Did anyone remember (or care) that today is a triple-witching Friday? Sure, they’ve been overshadowed by weekly and now daily expirations, but it is important to keep in mind that EVERY options class has so-called “zero-dated” or “0DTE” options on major expirations. That’s always been the case, by the way. Over a year ago, when those options came to the fore, I asserted that there is nothing systemically different about 0DTE options. We’ve simply compressed the normal expiration cycle for a narrow list of options classes. 

But there is one thing that is extremely important to today’s quarterly expiration, and that is the rebalancing that will occur after the close. Super Micro Computer (SMCI) and Deckers Outdoor (DECK) will be replacing Whirlpool (WHR) and Zions National Bank (ZION) in the S&P 500 Index (SPX).

SMCI has been a truly magnificent stock, and it will culminate its parabolic advance with its addition to the S&P 500. The chart below shows just how spectacular SMCI’s rise has been – particularly in the short year-to-date so far. The two seeming flat lines at the bottom are the Nasdaq 100 (NDX) and SPX, which are each up about 7% during that period, while the “laggard” in the middle of the chart is Nvidia (NVDA). It’s not normal for stocks to nearly quadruple in three months!

3-Month Chart, SMCI (red/green daily candles), NVDA (purple line), NDX (blue line), SPX (white line)

(Click on image to enlarge)

3-Month Chart, SMCI (red/green daily candles), NVDA (purple line), NDX (blue line), SPX (white line)

Source: Interactive Brokers

It is important to note that roughly $11bn in market cap will be leaving the index (WHR + ZION) while about $85 bn will be going in – over $60bn in SMCI alone. Since index funds need to match SPX’s composition when markets open on Friday, they will need to sell plenty of stock to accommodate the new entrants, which will be far more heavily weighted than those exiting. The need for index funds to sell some combination of 500 stocks in order to buy two is a likely factor behind today’s downdraft. 

It will be imperative that options traders keep an eye on not only the close but the aftermarket activity in SMCI. Bear in mind that index funds utilize market-on-close orders to ensure that their rebalancing occurs at the final closing price of SPX. It is therefore very likely that the stock could jump sharply at the close when index funds culminate their buying. It is also not improbable that the stock could have a meaningful move after the close, potentially to the downside. That makes it imperative for those with expiring options positions in SMCI (or anything else with an outsized move on the close) to keep an eye on the aftermarket activity of the shares.

Keep in mind how options expiration works.
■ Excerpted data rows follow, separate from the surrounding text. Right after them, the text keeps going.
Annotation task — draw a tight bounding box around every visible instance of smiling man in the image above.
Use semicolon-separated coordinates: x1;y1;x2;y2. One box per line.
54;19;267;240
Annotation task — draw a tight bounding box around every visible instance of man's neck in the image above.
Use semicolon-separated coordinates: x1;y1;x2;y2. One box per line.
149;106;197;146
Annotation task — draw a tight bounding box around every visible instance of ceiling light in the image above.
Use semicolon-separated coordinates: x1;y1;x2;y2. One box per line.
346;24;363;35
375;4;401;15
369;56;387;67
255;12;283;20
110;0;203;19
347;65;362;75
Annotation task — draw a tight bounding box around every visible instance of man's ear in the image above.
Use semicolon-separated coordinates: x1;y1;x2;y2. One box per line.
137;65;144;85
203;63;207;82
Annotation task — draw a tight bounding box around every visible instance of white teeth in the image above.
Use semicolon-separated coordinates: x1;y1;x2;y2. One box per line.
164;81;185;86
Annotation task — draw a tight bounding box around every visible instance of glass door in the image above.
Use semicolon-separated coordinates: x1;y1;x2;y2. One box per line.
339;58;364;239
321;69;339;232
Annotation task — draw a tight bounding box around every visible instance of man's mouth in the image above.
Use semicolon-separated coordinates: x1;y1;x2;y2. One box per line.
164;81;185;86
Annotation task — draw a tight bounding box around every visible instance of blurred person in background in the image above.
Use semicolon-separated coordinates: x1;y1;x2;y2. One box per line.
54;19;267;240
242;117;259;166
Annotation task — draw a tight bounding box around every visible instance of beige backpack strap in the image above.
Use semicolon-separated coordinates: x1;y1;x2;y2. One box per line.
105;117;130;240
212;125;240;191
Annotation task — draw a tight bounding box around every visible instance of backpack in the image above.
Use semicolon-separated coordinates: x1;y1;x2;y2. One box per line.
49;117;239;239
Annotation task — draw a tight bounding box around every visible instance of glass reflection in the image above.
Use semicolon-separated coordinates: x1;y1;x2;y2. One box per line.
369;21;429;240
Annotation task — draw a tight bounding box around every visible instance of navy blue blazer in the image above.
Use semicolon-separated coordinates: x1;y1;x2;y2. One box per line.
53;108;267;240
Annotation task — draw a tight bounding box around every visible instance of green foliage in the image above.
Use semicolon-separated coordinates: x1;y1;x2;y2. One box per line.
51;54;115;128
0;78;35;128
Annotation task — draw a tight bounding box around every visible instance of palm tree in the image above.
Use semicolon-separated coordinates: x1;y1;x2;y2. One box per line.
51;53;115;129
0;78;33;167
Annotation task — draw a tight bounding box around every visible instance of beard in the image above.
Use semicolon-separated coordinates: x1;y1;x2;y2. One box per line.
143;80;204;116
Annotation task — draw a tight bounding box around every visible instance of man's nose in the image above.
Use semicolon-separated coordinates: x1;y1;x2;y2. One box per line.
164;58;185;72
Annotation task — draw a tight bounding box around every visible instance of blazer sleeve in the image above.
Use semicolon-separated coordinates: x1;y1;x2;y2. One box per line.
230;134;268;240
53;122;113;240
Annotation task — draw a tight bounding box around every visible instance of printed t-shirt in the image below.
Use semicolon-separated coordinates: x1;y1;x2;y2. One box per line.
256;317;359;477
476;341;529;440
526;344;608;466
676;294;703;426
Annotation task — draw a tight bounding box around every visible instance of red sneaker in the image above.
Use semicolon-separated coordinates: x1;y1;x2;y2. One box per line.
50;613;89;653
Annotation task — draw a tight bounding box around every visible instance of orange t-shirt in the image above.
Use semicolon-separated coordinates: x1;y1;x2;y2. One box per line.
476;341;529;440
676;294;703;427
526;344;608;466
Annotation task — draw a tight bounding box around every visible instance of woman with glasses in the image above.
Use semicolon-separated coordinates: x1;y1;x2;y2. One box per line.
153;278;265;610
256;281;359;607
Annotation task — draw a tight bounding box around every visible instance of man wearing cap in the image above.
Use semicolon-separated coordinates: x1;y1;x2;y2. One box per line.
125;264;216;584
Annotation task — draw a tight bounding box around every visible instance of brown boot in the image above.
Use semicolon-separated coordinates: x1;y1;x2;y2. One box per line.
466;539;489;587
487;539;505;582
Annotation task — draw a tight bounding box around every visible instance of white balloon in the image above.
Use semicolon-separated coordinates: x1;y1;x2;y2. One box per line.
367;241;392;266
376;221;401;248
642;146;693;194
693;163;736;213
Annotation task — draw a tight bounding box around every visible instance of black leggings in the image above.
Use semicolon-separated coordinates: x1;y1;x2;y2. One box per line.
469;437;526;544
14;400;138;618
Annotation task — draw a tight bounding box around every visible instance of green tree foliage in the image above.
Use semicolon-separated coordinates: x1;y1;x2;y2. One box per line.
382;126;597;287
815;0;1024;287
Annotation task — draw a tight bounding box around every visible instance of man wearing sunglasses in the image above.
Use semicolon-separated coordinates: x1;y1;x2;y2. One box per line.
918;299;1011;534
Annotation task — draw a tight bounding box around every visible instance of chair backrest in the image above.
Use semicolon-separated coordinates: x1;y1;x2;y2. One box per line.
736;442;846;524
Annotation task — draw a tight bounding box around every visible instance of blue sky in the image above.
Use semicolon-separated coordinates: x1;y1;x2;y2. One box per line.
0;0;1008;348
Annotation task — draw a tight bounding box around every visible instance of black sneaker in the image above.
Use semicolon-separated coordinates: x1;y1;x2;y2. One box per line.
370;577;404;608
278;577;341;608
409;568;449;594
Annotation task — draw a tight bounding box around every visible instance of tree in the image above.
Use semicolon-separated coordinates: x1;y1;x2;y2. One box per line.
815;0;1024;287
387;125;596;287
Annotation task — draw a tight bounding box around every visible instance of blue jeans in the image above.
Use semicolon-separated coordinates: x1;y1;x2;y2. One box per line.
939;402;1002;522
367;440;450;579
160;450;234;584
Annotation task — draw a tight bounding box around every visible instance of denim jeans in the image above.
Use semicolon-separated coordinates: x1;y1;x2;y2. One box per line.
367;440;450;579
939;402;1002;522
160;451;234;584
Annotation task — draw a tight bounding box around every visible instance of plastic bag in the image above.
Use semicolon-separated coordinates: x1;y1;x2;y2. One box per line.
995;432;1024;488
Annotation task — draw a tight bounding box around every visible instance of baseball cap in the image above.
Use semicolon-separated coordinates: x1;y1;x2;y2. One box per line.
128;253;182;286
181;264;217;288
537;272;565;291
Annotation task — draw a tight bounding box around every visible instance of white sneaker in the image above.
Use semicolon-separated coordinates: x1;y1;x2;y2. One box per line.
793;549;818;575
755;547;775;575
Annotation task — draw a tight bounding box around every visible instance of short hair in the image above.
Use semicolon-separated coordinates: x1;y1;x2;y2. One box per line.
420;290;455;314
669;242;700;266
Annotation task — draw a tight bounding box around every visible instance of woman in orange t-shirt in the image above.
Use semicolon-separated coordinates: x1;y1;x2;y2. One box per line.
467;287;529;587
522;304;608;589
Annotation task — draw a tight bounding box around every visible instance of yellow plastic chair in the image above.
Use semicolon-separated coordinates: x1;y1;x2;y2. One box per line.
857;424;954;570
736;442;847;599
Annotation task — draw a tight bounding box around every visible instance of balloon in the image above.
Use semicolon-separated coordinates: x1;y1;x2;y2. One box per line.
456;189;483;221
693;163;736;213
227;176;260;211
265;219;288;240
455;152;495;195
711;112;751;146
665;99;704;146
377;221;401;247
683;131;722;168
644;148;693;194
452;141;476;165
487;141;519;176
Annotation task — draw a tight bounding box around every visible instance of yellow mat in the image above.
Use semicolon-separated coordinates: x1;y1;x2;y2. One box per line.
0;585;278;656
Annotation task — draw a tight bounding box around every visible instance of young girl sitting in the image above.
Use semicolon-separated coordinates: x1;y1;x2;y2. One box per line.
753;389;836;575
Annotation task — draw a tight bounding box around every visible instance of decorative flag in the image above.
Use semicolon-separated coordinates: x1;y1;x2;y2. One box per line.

While I recommend re-reading a detailed primer that I wrote for this site, it is important to remember that OCC (Options Clearing Corp) automatically exercises any equity options that are at least one cent in the money AT THE OFFICIAL CLOSE. As I type this, SMCI is trading around $1100.If we were to close at $1100.01, all calls with strikes of $1100 or less will be automatically exercised, as will all puts with strikes above $1100. 

BUT!!! The holder of an option retains the ability to exercise or lapse it at their discretion. Remember – an option conveys the right, but not the obligation, to buy or sell (call vs. put) a stock at a given price on or before the option expires. And that decision does not need to be made until sometime after the close. At IBKR, we accept “contrary” exercise instructions until 5:25 EDT (which is later than many of our competitors). Here is why that is crucial.

Let’s say that SMCI rallies up to $1155 at today’s close but sinks back to $1125 afterward. If that occurs, those who are long $1150 calls may want to lapse them, while those who are long $1150 puts may want to exercise those. But you need to tell us if that is your decision because they will be exercised (or lapsed) unless you tell us otherwise. Understand how to submit instructions and make your decisions based upon whether you want to go home long or short after you see the post-close reaction to the index addition.

By the way, those who are short options need to be especially vigilant about potential surprises. A significant post-close move could result in someone expecting options that might seem to expire worthless based on the closing price, to get exercised nonetheless. The safest thing to do, of course, would be to close out near-money short positions. But if not, you may want to consider pre-emptively hedging positions that might get assigned based upon aftermarket activity.